Seiring dengan perkembangan teknologi kedokteran, ilmu bedah mengalami perkembangan dari waktu ke waktu. Perkembangan ilmu bedah di Indonesia dapat dilihat dari kemampuan ahli-ahli bedahnya yang merupakan produk dari program pendidikan dokter spesialis bedah. Oleh karena itu, kurikulum pendidikan dokter spesialis ilmu bedah berperan penting dalam berkembangnya ilmu bedah di Indonesia. Saat ini, ilmu bedah di Indonesia sedang mengalami berbagai tuntutan. Tim Warta PIT IKABI XVIII berkesempatan untuk berbincang dengan Prof. dr. R. Sjamsuhidajat, SpB(K)BD, guru besar Ilmu Bedah dari FKUI/RSCM.

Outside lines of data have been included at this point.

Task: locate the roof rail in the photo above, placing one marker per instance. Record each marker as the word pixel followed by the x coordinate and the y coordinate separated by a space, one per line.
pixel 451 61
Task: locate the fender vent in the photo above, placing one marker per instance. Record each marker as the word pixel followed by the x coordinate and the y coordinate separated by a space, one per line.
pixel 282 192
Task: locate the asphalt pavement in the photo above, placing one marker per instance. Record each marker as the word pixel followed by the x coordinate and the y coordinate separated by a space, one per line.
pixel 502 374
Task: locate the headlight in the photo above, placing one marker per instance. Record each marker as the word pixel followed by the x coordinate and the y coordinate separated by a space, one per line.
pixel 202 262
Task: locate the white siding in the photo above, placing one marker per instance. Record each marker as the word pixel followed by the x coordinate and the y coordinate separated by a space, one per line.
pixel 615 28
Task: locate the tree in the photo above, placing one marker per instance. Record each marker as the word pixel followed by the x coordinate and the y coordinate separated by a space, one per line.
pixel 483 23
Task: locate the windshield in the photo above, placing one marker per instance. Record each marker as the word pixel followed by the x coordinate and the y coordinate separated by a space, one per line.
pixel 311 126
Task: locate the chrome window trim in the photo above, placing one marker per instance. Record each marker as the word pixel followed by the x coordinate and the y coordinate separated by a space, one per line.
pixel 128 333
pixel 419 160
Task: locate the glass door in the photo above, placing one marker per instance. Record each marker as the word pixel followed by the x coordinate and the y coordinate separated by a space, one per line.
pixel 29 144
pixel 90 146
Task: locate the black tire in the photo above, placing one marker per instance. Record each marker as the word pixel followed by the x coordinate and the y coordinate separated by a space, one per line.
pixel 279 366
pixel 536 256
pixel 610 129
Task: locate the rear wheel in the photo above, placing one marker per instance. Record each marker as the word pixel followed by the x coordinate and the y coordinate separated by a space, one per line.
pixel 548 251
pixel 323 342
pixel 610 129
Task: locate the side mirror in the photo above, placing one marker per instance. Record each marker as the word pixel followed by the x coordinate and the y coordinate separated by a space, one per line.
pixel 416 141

Menurut Prof. Sjamsuhidajat, kolegium Ilmu Bedah sebagai penyusun kurikulum pendidikan dokter spesialis bedah harus memiliki pandangan dan wawasan yang jauh ke depan. Di satu sisi, perkembangan ilmu bedah di Indonesia saat ini masih kalah dengan negara-negara tetangga seperti Malaysia, Singapura, Thailand, dan Filipina. Apabila kita mengejar perkembangan ilmu untuk dapat bersaing dengan luar negeri, mungkin tidak dapat dimanfaatkan dengan optimal untuk rakyat Indonesia yang memiliki kebutuhan berbeda. Namun di sisi lain apabila kita bertahan dengan kurikulum konvensional, sebagian masyarakat yang cerdas dan kaya tentunya akan mencari pengobatan ke luar negeri karena menganggap kompetensi dokter bedah Indonesia tertinggal dari negara-negara lain. Hal ini menjadi beban ganda yang harus dipikirkan oleh Kolegium Ilmu Bedah.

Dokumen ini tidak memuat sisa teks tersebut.